Libya's election commission has said that Saif Al Islam Al Gaddafi, the son of the former ruler and a major candidate in December's planned presidential election, is ineligible to run.
Gaddafi was one of 25 candidates disqualified in an initial decision on Wednesday pending an appeals process that will ultimately be decided by the judiciary. Some 98 Libyans registered as candidates.
Some of the other candidates initially approved by the commission had also been accused of possible violations by political rivals.
The military prosecutor in Tripoli had urged the commission to rule out Gaddafi after his conviction in absentia on war crimes charges in 2015 for his part in fighting the revolution that toppled his father Muammar Gaddafi in 2011. He has denied any wrongdoing.
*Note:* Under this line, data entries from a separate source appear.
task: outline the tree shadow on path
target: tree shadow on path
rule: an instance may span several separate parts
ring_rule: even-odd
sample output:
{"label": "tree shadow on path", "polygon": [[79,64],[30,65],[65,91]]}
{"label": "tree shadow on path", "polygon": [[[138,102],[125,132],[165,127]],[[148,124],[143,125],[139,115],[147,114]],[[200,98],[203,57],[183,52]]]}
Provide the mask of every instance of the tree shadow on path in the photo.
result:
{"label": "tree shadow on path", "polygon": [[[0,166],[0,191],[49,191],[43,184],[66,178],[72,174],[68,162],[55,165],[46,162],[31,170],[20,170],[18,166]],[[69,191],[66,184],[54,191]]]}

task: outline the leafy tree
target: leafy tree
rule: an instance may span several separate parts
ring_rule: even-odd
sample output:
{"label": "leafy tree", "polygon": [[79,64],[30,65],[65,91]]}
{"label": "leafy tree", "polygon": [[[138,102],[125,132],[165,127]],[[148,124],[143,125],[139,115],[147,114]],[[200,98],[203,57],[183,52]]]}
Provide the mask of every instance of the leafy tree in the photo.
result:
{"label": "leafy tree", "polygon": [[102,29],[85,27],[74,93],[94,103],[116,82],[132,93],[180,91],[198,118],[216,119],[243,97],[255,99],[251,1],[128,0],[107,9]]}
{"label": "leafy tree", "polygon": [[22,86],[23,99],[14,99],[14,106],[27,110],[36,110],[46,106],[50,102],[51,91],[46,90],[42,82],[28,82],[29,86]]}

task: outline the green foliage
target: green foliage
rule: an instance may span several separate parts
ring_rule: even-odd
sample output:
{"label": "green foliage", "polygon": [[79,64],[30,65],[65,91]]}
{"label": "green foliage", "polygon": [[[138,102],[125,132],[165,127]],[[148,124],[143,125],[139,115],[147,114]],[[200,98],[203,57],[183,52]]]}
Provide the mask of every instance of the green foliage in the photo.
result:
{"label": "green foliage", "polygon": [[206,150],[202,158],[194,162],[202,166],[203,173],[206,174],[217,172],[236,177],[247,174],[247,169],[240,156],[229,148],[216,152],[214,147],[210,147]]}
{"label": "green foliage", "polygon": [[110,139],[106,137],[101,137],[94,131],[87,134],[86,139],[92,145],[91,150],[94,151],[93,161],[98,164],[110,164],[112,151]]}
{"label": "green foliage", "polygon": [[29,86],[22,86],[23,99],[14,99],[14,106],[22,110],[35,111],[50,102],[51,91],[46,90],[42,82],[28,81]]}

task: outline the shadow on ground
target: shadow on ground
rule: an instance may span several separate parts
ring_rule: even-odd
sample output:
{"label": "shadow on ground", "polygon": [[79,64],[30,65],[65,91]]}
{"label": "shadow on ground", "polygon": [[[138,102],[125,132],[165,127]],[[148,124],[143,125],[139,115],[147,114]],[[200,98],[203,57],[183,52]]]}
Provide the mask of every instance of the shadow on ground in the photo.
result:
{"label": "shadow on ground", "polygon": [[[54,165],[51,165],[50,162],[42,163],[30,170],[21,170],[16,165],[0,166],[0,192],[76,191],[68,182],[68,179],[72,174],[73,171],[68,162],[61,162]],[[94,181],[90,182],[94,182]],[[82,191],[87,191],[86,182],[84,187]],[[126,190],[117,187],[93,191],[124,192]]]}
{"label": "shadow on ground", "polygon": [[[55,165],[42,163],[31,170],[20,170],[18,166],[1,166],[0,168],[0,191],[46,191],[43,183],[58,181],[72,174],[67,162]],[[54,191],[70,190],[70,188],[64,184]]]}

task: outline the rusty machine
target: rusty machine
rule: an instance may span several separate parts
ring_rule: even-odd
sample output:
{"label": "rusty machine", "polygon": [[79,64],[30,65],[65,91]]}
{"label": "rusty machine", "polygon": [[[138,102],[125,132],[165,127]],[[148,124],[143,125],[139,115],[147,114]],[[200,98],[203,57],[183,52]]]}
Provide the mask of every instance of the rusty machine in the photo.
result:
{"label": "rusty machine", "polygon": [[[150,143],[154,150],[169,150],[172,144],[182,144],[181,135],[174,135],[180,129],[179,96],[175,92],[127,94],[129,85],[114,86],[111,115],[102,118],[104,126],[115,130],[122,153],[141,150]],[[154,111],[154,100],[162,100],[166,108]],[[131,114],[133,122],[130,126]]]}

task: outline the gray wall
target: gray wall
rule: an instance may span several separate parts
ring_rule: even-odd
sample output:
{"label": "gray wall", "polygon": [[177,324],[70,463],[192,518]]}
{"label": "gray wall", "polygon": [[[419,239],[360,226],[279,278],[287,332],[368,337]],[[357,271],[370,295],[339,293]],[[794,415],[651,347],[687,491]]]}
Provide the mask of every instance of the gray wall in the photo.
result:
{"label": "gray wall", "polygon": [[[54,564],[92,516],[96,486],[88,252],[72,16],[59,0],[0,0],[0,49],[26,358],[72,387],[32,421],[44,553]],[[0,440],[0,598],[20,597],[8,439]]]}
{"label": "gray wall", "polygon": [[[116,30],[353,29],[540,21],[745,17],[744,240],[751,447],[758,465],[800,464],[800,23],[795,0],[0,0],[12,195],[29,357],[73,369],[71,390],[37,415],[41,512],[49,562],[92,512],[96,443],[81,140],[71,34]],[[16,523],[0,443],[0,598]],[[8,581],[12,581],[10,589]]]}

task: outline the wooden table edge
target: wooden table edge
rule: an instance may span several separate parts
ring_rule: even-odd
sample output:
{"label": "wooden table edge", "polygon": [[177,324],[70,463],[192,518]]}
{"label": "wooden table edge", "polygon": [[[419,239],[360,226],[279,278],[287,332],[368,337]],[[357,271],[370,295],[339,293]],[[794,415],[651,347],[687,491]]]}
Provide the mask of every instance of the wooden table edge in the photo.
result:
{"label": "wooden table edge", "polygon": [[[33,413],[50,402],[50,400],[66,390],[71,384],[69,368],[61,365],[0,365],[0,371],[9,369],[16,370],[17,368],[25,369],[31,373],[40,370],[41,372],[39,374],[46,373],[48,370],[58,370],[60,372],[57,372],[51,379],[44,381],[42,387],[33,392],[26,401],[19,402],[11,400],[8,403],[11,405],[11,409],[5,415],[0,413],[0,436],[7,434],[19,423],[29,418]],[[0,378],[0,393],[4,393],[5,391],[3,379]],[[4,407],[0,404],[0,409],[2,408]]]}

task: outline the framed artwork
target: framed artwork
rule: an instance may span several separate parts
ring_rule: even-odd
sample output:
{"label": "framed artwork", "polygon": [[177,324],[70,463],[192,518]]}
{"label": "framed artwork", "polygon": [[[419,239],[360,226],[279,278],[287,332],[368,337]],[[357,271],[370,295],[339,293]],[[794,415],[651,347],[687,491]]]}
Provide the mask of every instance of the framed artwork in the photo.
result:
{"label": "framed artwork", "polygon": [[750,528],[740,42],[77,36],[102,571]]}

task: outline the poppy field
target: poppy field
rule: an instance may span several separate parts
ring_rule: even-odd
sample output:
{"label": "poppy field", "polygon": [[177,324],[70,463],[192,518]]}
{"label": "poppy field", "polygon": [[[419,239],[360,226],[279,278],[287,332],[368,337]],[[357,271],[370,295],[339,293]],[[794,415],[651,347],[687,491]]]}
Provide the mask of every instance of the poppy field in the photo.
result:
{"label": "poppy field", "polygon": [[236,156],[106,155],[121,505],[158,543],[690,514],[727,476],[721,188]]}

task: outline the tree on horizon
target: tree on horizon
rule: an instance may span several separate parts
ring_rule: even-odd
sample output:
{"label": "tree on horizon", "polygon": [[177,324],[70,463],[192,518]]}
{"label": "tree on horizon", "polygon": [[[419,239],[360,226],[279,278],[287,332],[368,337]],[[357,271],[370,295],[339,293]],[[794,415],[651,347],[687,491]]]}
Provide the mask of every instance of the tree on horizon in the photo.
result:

Other hopefuls still in the running include warlord Khalifa Haftar, interim premier Abdulhamid Dbeibah and former interior minister Fathi Bashagha, as the commission said their submissions were valid.
Dbeibah vowed not to run for president as a condition of taking on his present role, but did not stand down from the role three months before the vote as is required by a contested election law.
Dbeibah has described the election rules issued in September by the parliament speaker, Aguila Saleh, as “flawed”. Saleh is also a candidate.
'War criminals' in vote
Disputes over the election rules, including the legal basis of the vote and who should be eligible to stand, threaten to derail an internationally backed peace process aimed at ending a decade of factional chaos.
Many people in western Libya also accuse warlord Haftar of war crimes committed during his 2019-2020 assault on Tripoli.
Hundreds of Libyans protested in Tripoli last week against "war criminals" running in the vote.
The final list of candidates is due to be published by early December, once verifications and appeals are completed.
Both presidential and legislative polls had been slated for December 24, but in early October parliament split the dates of the votes, postponing the legislative elections until January.